Vielen Dank für die Übersicht, aber das ganze in einer Tabelle in Kombination mit den aktuellen Preise wäre wesentlich übersichtlicher. So ist ein schneller Vergleich nicht möglich.


----------



## Rail (22. März 2012)

*AW: Fit für Ivy-Bridge: Die 26 besten CPU-Kühler in der Testübersicht*

wow 30 Kühler innerhalb von 2,5x bis 2,2x langsam erinnert ihr mich an die car hifi Zeitschrift mit ihren aberwitzigen Testergebnissen... eine Nachkommastelle reicht doch.


----------



## Research (22. März 2012)

*AW: Fit für Ivy-Bridge: Die 26 besten CPU-Kühler in der Testübersicht*



facehugger schrieb:


> Der Thermalright Macho bleibt für mich die P/L-Sau
> 
> Gruß


 
Falsch. ZackZack - das Liveshoppingportal Deepcool IceEdge 400 NI für 9,99€.


----------



## Hansvonwurst (22. März 2012)

*AW: Fit für Ivy-Bridge: Die 26 besten CPU-Kühler in der Testübersicht*



Research schrieb:


> Falsch. ZackZack - das Liveshoppingportal Deepcool IceEdge 400 NI für 9,99€.


 
Nö, ein 92mm Lüfter ist hier vielen zu wenig...
Wobei ich von der P/L den Scythe Mine 2 auch ziemlich gut finde (meiner hat 19,99€ neu gekostet).
News, Tests, Downloads und Forum zu PC, Computer und Spielen - PC GAMES HARDWARE ONLINE


----------



## Cuddleman (22. März 2012)

*AW: Fit für Ivy-Bridge: Die 26 besten CPU-Kühler in der Testübersicht*



Dr Bakterius schrieb:


> In den meisten Fällen wohl jammern auf hohem Niveau. Hatte selbst den Mugen III, einen Xigmatek der nicht in der Liste steht und den Macho.

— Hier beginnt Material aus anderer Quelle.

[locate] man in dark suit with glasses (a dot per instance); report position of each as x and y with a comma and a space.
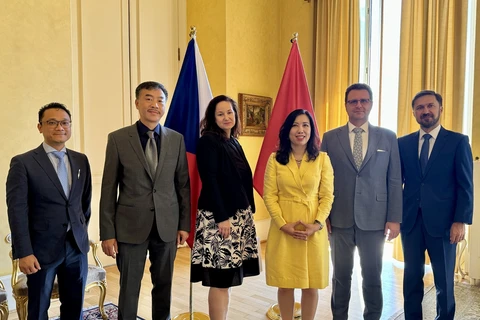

Die Unterschiede waren eher marginal wenn das Gehäuse eine gute Belüftung hat.


 
Schon schön, das es auch mal einer ausspricht, das ein CPU-Kühler, der im eigenen Luftstau wirbelt, auch nicht vernünftig Kühlen kann, vorallem mit angenehmer Geräuschkulisse.

Hier sprichts für sich selbst , werter Fabian. (siehe Textzitat)
---------------------?---??----------------------------------------------------------------------------------------
"Daher haben wir für uns Sie noch einmal durch 70 aktuelle Tests von CPU-Kühlern aus der PCGH-Printausgabe gearbeitet und die 26 besten Modelle mit Ivy-Bridge-Unterstützung in der Bildergalerie mit den Kriterien Leistung, Lautstärke und Wertung aufgelistet."


----------



## facehugger (22. März 2012)

*AW: Fit für Ivy-Bridge: Die 26 besten CPU-Kühler in der Testübersicht*



Research schrieb:


> Falsch. ZackZack - das Liveshoppingportal Deepcool IceEdge 400 NI für 9,99€.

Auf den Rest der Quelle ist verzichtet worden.